Joachim Löws Puls ist noch in Ordnung

Auch die Spieler hatten während der Partie gegen Dänemark mitbekommen, dass zwischendurch ein weiterer Gegentreffer gereicht hätte, um jäh aus allen Träumen gerissen zu werden. Weil Portugal gegen die Niederlande führte, wäre das deutsche Team im Falle einer Niederlage draußen gewesen. Lars Bender sorgte mit seinem Siegtreffer für klare Verhältnisse – und auch der Bundestrainer musste anschließend erst einmal kurz durchatmen. Zwar sei sein Puls jederzeit „bei 60 oder 65“ gewesen, sagte Joachim Löw, doch wusste er ganz genau, „dass wir in diesem Spiel eigentlich nichts zu gewinnen hatten“.
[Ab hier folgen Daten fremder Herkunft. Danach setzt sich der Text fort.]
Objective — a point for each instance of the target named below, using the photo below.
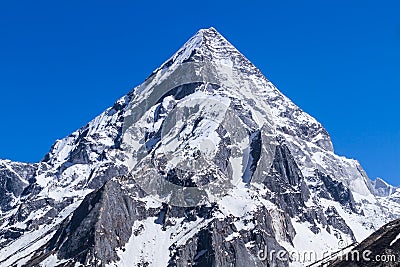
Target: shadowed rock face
(381, 249)
(104, 220)
(85, 202)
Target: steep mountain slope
(381, 249)
(206, 163)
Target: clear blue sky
(63, 62)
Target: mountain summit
(206, 163)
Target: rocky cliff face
(205, 164)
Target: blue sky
(63, 62)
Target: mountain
(206, 163)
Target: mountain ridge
(290, 188)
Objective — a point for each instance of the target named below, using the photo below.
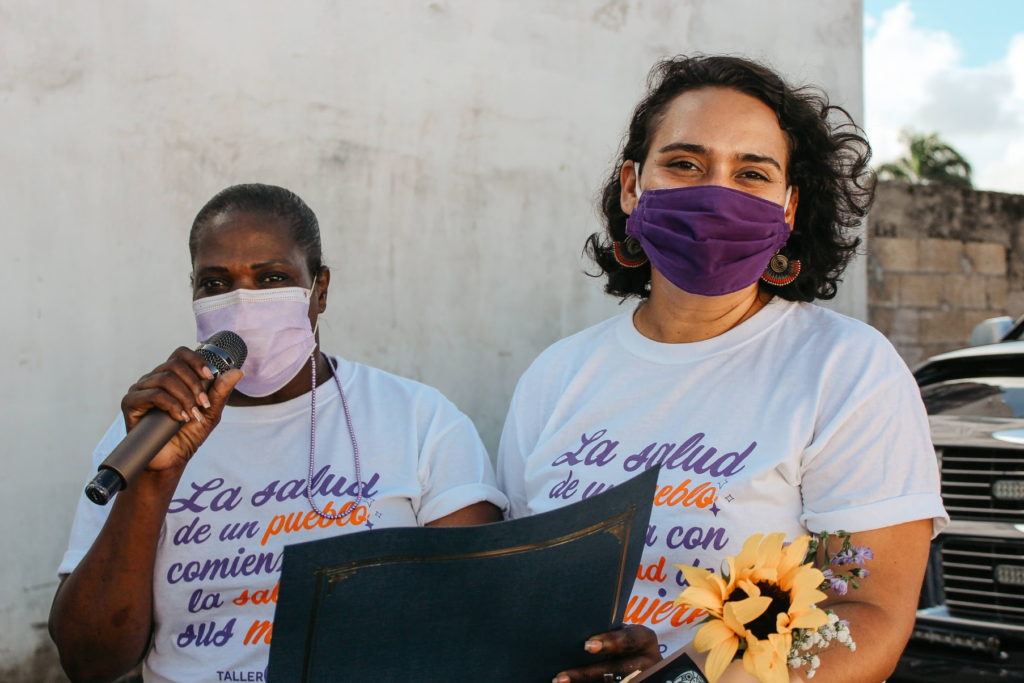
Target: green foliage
(930, 162)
Das war den Spielern anzumerken. Ein wenig gehemmt wirkten sie und taten sich wie schon im ersten Spiel gegen Portugal auch gegen die tief stehenden Dänen schwer, nach einer ordentlichen Anfangsphase zwingende Torchancen herauszuspielen. Der große Fußballzauber mag bei dieser EM noch nicht aufkommen. Eher zäh gestalten sich stattdessen die Angriffsbemühungen, eher glücklich war es, dass am Ende doch noch ein Tor fiel. Als „Weiterentwicklung“ wertete Löw den späten Treffer, „vor drei, vier Jahren hätten wir so ein Spiel noch nicht gewonnen“.

„Eklig“ zu spielen

Als „Job, der getan werden musste“, verbuchte Löw das letzte Gruppenspiel und schaute dann nach vorne. Erfüllt hat seine Mannschaft den Auftrag, als Gruppensieger weiterzukommen. Das erspart ihr eine weitere Flugreise – mit dem Bus kann sie nun am Freitag zum Viertelfinale gegen Griechenland fahren. Nicht erspart bleibt den Spielern dafür, erneut gegen eine Mannschaft anzutreten, die den Weg nach vorne nur in Ausnahmefällen sucht. Als „eklig zu spielende Mannschaft“ hat der Torhüter Manuel Neuer die Dänen bezeichnet – gegen die Griechen könnte es noch ekliger werden. „Da müssen wir erst mal ein Tor schießen“, sagt Thomas Müller.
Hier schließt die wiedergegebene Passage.